Um desses passeios foi até à ribeira. Era Verão e o povo consumia o corpo na tarefa árdua das segadas e acarrejas. “Comerás o pão com o suor do teu rosto” foi a citação genesíaca escolhida e explicada como a forma que Deus tem de dizer ao Homem que nada lhe vem sem trabalho e cansaço, quantas vezes com sofrimento. Hoje, sei que foi destas conversas com o P.e Caminha que nasceu em mim a certeza de que a obra divina se completa pela labuta dos Homens. Só espero não estar a ser infiel ao mestre.
12 comentários:
A verdade é que a Igreja, é algo muito superior, aos pecados de alguns dos seus seguidores.
Eduarda
Fátima:
Este teu belo texto, fez-me ter inveja por não ter tido o previlégio de tão agradáveis passeios.
Do Sr. Pdre Caminha, lembro a sua serenidade e um homem de poucas falas.

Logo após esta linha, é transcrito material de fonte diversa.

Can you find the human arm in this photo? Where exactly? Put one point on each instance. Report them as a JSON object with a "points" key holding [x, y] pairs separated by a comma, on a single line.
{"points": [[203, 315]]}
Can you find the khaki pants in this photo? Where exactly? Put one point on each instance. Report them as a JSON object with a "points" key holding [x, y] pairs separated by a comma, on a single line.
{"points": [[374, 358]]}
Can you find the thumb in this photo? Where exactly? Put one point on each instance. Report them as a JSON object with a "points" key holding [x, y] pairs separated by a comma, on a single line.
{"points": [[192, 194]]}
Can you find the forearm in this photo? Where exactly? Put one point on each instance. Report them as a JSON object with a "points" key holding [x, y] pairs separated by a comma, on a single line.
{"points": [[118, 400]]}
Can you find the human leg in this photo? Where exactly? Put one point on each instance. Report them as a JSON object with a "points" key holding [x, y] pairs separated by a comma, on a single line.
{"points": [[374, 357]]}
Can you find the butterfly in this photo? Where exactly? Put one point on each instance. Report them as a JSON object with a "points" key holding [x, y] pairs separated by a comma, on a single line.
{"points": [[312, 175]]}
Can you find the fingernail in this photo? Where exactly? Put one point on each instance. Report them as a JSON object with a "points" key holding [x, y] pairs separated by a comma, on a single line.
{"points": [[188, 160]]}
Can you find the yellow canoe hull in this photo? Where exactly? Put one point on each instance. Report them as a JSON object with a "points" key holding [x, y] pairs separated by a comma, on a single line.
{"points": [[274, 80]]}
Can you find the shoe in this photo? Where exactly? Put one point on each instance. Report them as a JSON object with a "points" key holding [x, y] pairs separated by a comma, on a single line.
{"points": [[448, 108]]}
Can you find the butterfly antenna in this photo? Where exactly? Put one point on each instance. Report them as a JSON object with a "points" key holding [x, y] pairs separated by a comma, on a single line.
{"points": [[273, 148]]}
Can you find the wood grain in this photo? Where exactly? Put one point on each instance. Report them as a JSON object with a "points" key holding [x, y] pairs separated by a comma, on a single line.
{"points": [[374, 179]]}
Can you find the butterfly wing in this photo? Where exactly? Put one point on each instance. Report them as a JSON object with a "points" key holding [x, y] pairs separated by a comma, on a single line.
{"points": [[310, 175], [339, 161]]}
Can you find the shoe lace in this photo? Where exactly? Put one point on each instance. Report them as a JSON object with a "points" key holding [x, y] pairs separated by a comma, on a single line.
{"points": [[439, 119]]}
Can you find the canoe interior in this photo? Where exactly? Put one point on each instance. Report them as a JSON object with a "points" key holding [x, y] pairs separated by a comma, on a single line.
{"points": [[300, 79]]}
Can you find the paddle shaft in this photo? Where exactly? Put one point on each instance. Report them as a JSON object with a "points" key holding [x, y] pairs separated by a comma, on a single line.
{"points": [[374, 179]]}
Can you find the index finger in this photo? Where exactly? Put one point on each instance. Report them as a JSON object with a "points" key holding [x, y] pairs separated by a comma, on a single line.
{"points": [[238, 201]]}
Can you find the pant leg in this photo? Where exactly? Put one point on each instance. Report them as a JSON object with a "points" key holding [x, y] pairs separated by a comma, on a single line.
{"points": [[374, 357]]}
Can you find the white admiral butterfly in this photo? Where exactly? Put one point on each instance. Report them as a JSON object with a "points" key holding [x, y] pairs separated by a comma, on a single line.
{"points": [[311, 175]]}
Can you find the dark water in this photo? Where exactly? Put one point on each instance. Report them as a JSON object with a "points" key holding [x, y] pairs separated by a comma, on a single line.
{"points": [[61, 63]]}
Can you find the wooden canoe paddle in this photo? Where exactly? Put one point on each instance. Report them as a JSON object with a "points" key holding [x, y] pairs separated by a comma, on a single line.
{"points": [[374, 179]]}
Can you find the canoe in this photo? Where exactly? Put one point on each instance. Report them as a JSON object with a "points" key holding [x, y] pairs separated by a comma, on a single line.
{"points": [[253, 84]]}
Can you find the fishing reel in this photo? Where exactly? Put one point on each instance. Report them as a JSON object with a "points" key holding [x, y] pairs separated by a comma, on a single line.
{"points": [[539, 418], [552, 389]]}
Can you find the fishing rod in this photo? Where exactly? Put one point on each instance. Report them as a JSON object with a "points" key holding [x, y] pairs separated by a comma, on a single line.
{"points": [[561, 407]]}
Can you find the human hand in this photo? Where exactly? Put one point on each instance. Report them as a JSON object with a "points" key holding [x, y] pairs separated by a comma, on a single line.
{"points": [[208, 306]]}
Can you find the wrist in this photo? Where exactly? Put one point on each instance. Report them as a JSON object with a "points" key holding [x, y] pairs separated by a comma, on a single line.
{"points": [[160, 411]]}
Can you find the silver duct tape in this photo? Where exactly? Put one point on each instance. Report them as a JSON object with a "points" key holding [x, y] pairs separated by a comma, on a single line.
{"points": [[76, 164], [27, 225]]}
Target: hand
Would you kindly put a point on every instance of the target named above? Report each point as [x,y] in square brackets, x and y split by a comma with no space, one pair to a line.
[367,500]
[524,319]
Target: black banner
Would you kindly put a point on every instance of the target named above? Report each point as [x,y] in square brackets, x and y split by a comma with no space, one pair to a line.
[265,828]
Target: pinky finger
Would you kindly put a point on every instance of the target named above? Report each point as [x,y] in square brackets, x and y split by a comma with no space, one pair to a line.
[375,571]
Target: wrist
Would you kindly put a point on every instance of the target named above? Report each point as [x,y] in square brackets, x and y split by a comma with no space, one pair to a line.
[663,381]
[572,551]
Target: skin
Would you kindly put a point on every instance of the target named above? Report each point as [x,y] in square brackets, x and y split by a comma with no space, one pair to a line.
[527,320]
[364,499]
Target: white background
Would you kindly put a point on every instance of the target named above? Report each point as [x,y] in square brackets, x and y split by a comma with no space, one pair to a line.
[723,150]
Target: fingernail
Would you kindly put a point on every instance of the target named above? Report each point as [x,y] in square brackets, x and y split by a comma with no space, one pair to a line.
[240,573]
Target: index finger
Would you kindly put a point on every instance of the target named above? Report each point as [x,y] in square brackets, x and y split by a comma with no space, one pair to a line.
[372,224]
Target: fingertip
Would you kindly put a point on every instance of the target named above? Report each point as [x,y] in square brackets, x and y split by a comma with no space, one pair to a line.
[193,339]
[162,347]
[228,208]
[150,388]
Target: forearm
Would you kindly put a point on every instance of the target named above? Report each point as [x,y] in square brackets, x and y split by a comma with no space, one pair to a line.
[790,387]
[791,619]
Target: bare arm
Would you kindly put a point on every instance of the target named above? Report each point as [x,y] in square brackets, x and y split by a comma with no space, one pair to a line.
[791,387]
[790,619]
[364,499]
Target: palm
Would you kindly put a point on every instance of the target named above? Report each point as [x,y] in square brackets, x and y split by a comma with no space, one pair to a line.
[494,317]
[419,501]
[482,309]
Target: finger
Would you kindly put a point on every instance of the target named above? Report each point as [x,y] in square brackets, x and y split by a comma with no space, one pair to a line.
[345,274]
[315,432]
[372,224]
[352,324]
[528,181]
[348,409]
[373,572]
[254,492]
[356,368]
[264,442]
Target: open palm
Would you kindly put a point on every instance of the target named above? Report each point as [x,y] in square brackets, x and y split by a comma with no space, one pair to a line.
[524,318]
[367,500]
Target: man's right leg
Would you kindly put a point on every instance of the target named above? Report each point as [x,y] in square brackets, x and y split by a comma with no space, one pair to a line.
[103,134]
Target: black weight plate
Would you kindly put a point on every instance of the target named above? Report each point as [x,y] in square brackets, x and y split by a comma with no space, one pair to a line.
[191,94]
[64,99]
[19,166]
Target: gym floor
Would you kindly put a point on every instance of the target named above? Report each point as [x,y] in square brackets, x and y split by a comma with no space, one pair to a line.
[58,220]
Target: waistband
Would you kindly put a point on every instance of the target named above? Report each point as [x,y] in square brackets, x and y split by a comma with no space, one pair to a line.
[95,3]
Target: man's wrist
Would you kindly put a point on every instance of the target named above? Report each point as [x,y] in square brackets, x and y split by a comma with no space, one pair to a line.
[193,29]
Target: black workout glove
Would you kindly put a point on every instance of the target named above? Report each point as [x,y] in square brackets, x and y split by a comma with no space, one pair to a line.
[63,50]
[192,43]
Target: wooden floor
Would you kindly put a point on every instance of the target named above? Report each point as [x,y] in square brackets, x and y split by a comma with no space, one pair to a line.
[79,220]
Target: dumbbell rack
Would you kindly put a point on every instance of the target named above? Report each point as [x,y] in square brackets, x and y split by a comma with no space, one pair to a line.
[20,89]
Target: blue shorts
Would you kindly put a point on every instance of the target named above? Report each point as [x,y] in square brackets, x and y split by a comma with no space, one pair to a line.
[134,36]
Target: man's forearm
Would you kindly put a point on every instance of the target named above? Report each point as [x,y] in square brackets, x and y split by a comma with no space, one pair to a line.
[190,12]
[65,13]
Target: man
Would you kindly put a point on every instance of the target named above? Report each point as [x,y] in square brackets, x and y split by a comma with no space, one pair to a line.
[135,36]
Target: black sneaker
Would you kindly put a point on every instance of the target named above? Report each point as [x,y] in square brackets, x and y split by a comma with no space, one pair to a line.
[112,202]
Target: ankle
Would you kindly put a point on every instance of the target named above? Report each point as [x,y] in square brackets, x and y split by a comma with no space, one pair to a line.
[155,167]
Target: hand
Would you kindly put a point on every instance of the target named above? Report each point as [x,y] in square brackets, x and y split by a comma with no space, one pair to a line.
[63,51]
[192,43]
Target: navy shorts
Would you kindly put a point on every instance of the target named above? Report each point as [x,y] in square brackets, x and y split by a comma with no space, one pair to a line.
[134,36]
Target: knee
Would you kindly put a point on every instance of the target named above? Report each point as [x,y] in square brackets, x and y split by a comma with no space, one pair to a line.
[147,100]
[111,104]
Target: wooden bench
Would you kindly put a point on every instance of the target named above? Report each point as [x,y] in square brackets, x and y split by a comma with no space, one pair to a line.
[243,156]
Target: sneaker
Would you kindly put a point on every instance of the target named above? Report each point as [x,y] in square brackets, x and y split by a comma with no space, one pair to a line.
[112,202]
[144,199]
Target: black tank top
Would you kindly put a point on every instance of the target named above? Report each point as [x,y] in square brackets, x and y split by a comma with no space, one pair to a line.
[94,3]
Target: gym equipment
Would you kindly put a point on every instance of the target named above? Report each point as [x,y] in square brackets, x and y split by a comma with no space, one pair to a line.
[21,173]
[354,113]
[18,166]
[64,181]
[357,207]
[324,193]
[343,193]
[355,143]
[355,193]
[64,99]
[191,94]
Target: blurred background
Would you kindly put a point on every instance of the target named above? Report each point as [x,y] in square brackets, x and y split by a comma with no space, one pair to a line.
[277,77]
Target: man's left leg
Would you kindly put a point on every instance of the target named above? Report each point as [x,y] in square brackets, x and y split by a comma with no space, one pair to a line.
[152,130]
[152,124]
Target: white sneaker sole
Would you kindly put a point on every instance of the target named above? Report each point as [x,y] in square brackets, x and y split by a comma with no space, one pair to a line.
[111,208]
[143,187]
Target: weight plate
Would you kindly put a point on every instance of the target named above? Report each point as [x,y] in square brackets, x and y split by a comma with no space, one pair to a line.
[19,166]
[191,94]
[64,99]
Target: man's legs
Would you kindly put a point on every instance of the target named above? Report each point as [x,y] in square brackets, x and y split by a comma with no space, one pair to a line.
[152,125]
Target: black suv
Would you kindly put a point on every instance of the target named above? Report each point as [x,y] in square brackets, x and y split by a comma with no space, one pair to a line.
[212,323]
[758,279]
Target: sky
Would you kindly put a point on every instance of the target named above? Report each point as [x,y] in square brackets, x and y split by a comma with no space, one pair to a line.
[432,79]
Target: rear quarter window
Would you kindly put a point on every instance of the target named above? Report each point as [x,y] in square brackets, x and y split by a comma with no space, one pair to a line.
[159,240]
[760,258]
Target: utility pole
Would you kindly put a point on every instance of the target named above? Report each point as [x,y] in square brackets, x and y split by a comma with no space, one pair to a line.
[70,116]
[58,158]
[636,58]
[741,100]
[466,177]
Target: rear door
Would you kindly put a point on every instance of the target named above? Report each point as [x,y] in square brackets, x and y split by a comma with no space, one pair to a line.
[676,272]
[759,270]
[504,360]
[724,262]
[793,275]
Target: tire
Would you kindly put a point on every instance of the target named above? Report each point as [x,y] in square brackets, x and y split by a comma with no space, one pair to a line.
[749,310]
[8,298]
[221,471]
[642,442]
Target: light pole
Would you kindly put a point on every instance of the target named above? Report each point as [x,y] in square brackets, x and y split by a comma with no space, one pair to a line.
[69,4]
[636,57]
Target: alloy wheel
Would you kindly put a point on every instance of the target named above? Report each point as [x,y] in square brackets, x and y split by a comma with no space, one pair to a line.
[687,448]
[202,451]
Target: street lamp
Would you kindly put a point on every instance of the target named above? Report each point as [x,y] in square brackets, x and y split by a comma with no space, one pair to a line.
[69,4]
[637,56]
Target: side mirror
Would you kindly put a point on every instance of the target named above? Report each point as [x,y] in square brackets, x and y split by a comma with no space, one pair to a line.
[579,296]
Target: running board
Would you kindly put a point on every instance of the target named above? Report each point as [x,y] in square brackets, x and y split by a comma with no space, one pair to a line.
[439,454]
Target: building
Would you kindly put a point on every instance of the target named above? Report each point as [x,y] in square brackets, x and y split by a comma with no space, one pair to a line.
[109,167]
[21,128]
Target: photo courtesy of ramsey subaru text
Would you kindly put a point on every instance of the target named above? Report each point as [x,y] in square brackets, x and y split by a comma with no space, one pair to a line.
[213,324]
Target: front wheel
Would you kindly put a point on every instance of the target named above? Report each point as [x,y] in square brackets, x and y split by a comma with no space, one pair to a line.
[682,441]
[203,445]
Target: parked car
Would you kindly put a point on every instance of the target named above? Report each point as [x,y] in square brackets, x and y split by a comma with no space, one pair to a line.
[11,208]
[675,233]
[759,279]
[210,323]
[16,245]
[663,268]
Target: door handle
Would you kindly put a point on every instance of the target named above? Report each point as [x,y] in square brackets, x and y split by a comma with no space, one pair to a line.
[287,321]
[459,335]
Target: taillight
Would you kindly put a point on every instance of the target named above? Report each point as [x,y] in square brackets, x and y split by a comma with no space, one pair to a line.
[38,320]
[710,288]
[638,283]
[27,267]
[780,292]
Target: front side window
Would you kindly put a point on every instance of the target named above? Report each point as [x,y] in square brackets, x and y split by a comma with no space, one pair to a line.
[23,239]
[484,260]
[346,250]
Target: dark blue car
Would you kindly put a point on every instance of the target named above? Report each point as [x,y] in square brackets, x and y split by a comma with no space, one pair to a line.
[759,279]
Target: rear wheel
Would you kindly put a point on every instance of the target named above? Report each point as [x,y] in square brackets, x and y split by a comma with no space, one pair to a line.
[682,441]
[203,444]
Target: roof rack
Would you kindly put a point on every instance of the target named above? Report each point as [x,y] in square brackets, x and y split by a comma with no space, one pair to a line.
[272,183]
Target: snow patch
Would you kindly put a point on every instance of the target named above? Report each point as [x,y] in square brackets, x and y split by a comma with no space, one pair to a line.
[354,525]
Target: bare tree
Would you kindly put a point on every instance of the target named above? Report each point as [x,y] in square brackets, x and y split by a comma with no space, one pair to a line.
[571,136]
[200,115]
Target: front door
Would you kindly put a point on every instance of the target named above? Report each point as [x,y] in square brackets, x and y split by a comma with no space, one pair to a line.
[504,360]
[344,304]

Concordo contigo: neste momento,apesar da mágua por alguns maus servidores de Deus, há que lembrar aqueles de conduta recta e que nos ajudaram a crescer.
Bjos
Olímpia
Olá Fátima:
Que texto mais lindo que tu escreveste sobre essa nobre e bela alma que foi o nosso "tio Padre" como lhe chamávamos! Eu bem que tentei seguir-lhe os passos mas não tive fôlego para tanto.
Obrigado não só pela homenagem prestada a esse tão grande quanto modesto homem, como também pela quantidade de poesia que consegues transmitir-nos. E ainda pela mensagem de esperança na bondade dos homens, quando tantos, armados em moralistas de plantão, tentam afogar ma prevaricação de uns poucos a magnitude das obras de tantos outros que sabem fazer das suas vidas um monumento de altruísmo e dedicação a causas nobres.
António
Peço desculpa pelo acidente, mas não consegui introduzir o meu comentário senão como anónimo.
António
Olá, Dadinha, sê bem regressada!
às tuas palavras eu só acrescento: graças a Deus que assim é!
Beijos
Olímpia
Não sabes o que perdeste!
Beijos
Tonho
Obrigada!
O P.e Caminha merecia que se dissesse dele muito mais do que aquilo que eu pude escrever, fruto de recordações gratas, mas escasso para se traçar o retrato da pessoa que ele foi. Espero que alguém que o tenha conhecido melhor possa, um dia, contar-nos mais.
Beijos
Tonho
Muito obrigada por me teres enviado a fotografia do Sr. P.e Caminha. É um modo de matar saudades.
Beijos
Minha caríssima Fatima
Esteja onde estiver, "mestre" Caminha estará certamente orgulhoso dos discipulos que deixou em Rebordaínhos.
Quanto à situação vivida neste momento pelos homens da igreja, é a velha questão dos justos que são enrodilhados no tufão das noticias, desencadeado pela depressão de um pecador.
Um abraço.
Fátima
Lindíssimo texto de homenagem a uma pessoa que foi um grande exemplo de simplicidade e de bondade. O Sr. Padre Caminha!. O que mais se pode dizer de uma pessoa que era perfeita? Conhecê-lo de perto, foi um privilégio.
Obrigada a ti, Fátima por esta publicação.
Bjs
Céu
Meu caro Chanesco
Infelizmente, é assim em tudo, o justo a pagar pelo pecador.
Um grande abraço
Céu
É verdade, tu conviveste bem de perto com ele. Não queres tu ir reunindo as tuas memórias e partilhá-las connosco?